Die erneuerbaren Energien allen Haushalten näher bringen, Stromkosten sparen und die Vorteile von Solaranlagen für die Landwirtschaft nutzen. Dies sind einige der Ziele der ersten Agrovoltaik- und Multi-Projekt-Energiegemeinschaft der Balearen, die zwischen Manacor und Artà gegründet wurde und 2025 in Betrieb genommen werden soll. Die Manacorins, Joan Amengual und Albert Ferrer, sind die treibenden Kräfte hinter diesem Projekt.
Nach mehr als zwei Jahren der Ausarbeitung des Vorschlags ist die Comunitat Energètica de Llevant geboren. Das Projekt sieht vor, kleine Photovoltaikanlagen in der Nähe von Stadtzentren zu errichten, um einen Umkreis von 2 Kilometern mit Energie versorgen zu können.
„Dieses Konzept wird durch das Klimaschutzgesetz von 2019 vorangetrieben, das die Möglichkeit der gemeinsamen Nutzung von Energie und des Eigenverbrauchs eröffnet, aber es handelt sich keinesfalls um Solarparks“, erklärt Amengual. So können die geplanten Anlagen maximal 3.000 Quadratmeter einnehmen, was bedeutet, dass maximal 250 Paneele untergebracht werden können. „Wir wollen dazu beitragen, den Energieverbrauch zu verbessern und ein grundlegendes, manchmal vergessenes Recht auf Energie zu gewährleisten“, sagt Amengual.

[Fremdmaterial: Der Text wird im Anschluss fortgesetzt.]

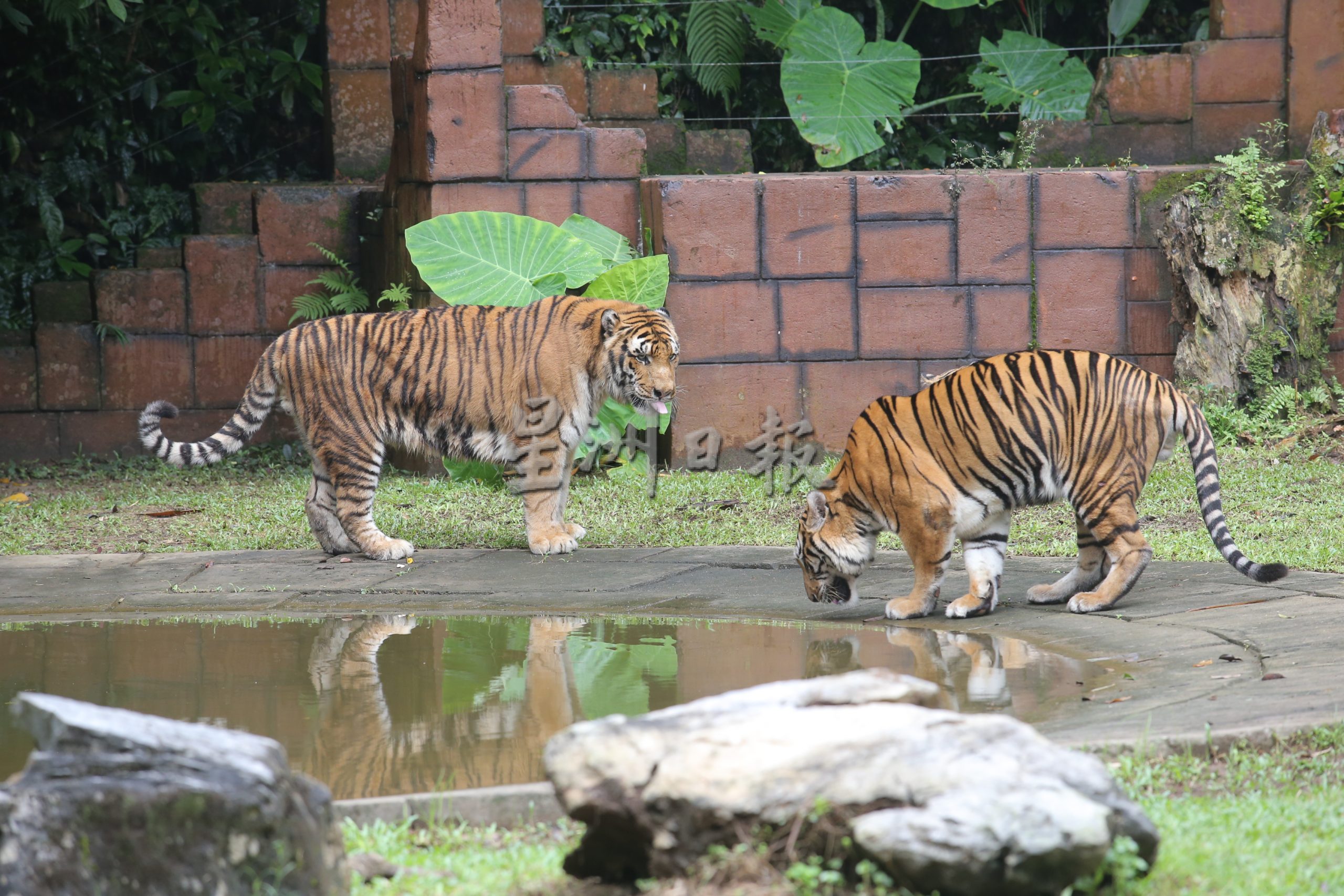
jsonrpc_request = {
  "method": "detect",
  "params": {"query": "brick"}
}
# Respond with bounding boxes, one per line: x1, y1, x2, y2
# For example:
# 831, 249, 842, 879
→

Die Gemeinde führt das Projekt durch, und dann kann sich jeder daran beteiligen. „Auf diese Weise verschaffen wir denjenigen Menschen oder Häusern Zugang zu erneuerbaren Energien, die aus Platzgründen oder aufgrund fehlender wirtschaftlicher Ressourcen nicht in der Lage sind, diese Anlagen zu installieren“, erklärt Amengual. Außerdem erwartet die Gemeinschaft, dass ihre Mitglieder bis zu 60 % ihrer Stromrechnungen einsparen können.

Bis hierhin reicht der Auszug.